I’m an idea person, which is fast-paced and demanding for those who work with me. I’ve learned that the best way to implement my ideas is to surround myself with people who have a more linear or concrete way of thinking. My staff tends to be more practical and able to take the “big” ideas that I’ve sketched out and determine how, if and when they can be implemented. Because we work with a lot of school systems, an idea I have may be neat but not practical at present; in turn I may bring energy and creativity to an idea that the staff had not considered but can help make a reality.
What inspires you?
I am inspired by my students and their drive to succeed. So many of them have so little. I recently discovered that one of my students is being raised by her single mother who supports a household of 5 on $14,000 a year. Obviously, at present, the odds stacked against this teen and her siblings seem overwhelming. However, she and her family manage to “keep their eyes on the prize,” getting up every day, staying safe and making progress. I know too many adults who spend their time complaining about what they don’t have. YEA’s teens have something to teach them.
What is one mistake you’ve made, and what did you learn from it?
When I was in my 20’s, I was on a trajectory to have a career in the theatre. It took me years to realize I was scared by the potential success that could be waiting there and skirted around it in subtle ways that I didn’t realize at the time. I’ve learned how easy it is to run from what you claim you want. I use this knowledge to help my students take on their fears and follow their dreams.
What is one business idea that you’re willing to give away to our readers?
When the economy improves, I believe there will be an opportunity for services, products and non-profits who are focused on helping teens bridge the skill and economic divide between high school, college and career.
What is one book and one tool that helps you bring ideas to life?

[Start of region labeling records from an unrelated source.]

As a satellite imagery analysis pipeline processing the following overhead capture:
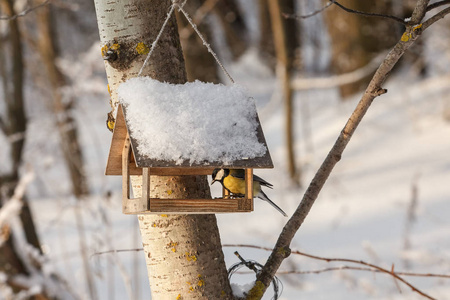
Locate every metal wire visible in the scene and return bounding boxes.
[228,251,283,300]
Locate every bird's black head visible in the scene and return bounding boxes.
[211,169,230,185]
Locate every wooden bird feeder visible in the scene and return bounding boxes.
[106,82,273,214]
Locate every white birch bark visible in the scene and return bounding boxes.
[95,0,233,299]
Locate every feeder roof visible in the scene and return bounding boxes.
[106,77,273,175]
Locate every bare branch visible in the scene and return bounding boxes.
[222,244,442,300]
[0,0,52,21]
[427,0,450,11]
[253,0,429,298]
[282,2,333,20]
[330,0,408,26]
[422,7,450,30]
[291,53,386,91]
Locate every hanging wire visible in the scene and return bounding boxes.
[228,251,283,300]
[138,1,180,77]
[138,0,234,83]
[178,5,234,83]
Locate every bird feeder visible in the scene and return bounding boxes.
[105,78,273,214]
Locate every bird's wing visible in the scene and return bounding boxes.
[230,169,273,189]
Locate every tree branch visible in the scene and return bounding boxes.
[422,7,450,30]
[282,2,333,20]
[253,0,436,298]
[330,0,408,26]
[224,244,450,279]
[427,0,450,11]
[222,244,440,300]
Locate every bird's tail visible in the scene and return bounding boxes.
[257,190,287,217]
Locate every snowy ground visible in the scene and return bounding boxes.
[7,18,450,300]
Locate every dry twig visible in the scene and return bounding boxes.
[250,0,450,293]
[222,244,450,299]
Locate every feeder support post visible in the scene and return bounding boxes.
[95,0,233,300]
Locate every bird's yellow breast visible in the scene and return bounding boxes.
[223,175,261,197]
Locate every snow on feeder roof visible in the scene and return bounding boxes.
[106,77,273,175]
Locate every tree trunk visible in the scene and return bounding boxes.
[213,0,248,60]
[325,0,400,98]
[0,0,44,299]
[95,0,232,299]
[268,0,300,185]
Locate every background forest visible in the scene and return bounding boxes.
[0,0,450,300]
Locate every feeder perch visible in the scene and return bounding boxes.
[106,82,273,214]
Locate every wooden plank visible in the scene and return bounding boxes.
[122,198,146,215]
[222,187,230,199]
[120,138,130,212]
[105,105,128,175]
[139,168,150,210]
[244,168,254,210]
[146,198,248,213]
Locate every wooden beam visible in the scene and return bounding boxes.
[121,136,130,212]
[244,168,254,211]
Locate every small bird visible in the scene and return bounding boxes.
[211,169,287,217]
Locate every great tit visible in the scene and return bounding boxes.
[211,169,287,217]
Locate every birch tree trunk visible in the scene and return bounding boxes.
[95,0,232,299]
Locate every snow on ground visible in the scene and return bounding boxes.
[16,29,450,300]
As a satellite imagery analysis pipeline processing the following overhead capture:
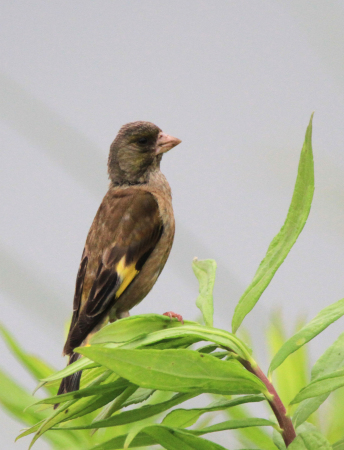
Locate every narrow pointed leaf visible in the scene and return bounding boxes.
[269,299,344,373]
[144,425,226,450]
[90,314,187,344]
[32,378,129,406]
[162,395,265,428]
[42,358,98,383]
[291,369,344,404]
[332,439,344,450]
[53,393,197,430]
[293,333,344,427]
[110,321,251,360]
[288,432,332,450]
[76,346,266,395]
[0,324,54,391]
[192,258,216,327]
[232,114,314,333]
[89,419,276,450]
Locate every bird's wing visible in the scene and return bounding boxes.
[64,188,163,354]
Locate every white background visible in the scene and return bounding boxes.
[0,0,344,450]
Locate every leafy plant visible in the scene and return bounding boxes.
[0,117,344,450]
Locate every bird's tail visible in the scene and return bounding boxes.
[54,353,81,409]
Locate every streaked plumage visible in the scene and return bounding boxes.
[55,122,180,400]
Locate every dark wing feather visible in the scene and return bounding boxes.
[64,188,163,354]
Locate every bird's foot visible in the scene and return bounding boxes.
[163,311,184,325]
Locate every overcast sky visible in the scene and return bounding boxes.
[0,0,344,450]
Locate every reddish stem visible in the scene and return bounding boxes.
[240,359,296,447]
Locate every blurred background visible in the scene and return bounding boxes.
[0,0,344,450]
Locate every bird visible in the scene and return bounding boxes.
[55,121,183,400]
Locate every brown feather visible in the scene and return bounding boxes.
[64,188,163,354]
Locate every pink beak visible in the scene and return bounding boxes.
[155,133,182,155]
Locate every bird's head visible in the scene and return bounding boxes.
[108,122,181,184]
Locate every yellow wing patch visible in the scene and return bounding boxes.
[116,256,139,298]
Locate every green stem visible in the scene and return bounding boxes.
[240,359,296,447]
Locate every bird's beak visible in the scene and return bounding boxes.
[155,133,182,155]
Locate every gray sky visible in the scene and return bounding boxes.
[0,0,344,450]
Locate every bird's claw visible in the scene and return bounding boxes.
[163,311,184,325]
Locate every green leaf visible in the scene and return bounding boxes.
[293,333,344,427]
[113,319,255,363]
[42,358,98,383]
[58,394,197,430]
[232,114,314,333]
[269,299,344,374]
[226,405,276,450]
[17,373,118,448]
[144,425,226,450]
[86,419,276,450]
[192,258,217,327]
[0,371,46,425]
[288,432,332,450]
[291,369,344,404]
[32,378,129,406]
[75,346,266,395]
[293,393,330,427]
[267,313,308,412]
[0,324,55,393]
[332,439,344,450]
[90,314,187,344]
[162,395,265,428]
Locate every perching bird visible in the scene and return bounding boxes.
[58,122,181,400]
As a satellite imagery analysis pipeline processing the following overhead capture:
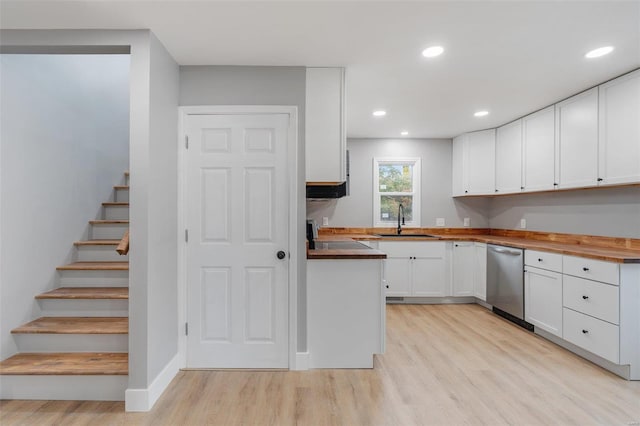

As trite as it sounds it is The Collected Works of William Shakespeare. That man knew more about the essence of humanity and how to communicate it through language and action than any teacher, therapist or guru I’ve known.
Who would you love to see interviewed on IdeaMensch?
I would like to see IdeaMensch interview Edmund Toomey. Ed is one of the most skilled and esteemed educators, business people and non-profit leaders in Boston. He understands what is happening in education, where it is both succeeding and failing and what can be done about it. He is a guide and mentor to many. Below is a bit more background on him.
What does YEA need now to succeed?
I believe YEA can “take off” and reach thousands more teens with the backing of a handful of “angels.” With their support behind us, we can focus on our mission of building programs that keep teens in school and move them onto college or meaningful careers – not just jobs. Our success rate is 98% graduate high school on time (in some schools where only 20% graduate) and 80% go on to higher education. We’d like to pollinate this type of success as far and wide as we can.
How do you balance work and your personal life?
I would tell anyone going into the nonprofit world that this is one of the hardest pieces of the job. You need to draw clear lines between the two. People who gravitate towards nonprofits are very personally dedicated and driven by their mission (certainly not by the money!) so they feel guilty when they’re not working. I’m fortunate to have three fantastic daughters and three equally wonderful dogs who fill my free time.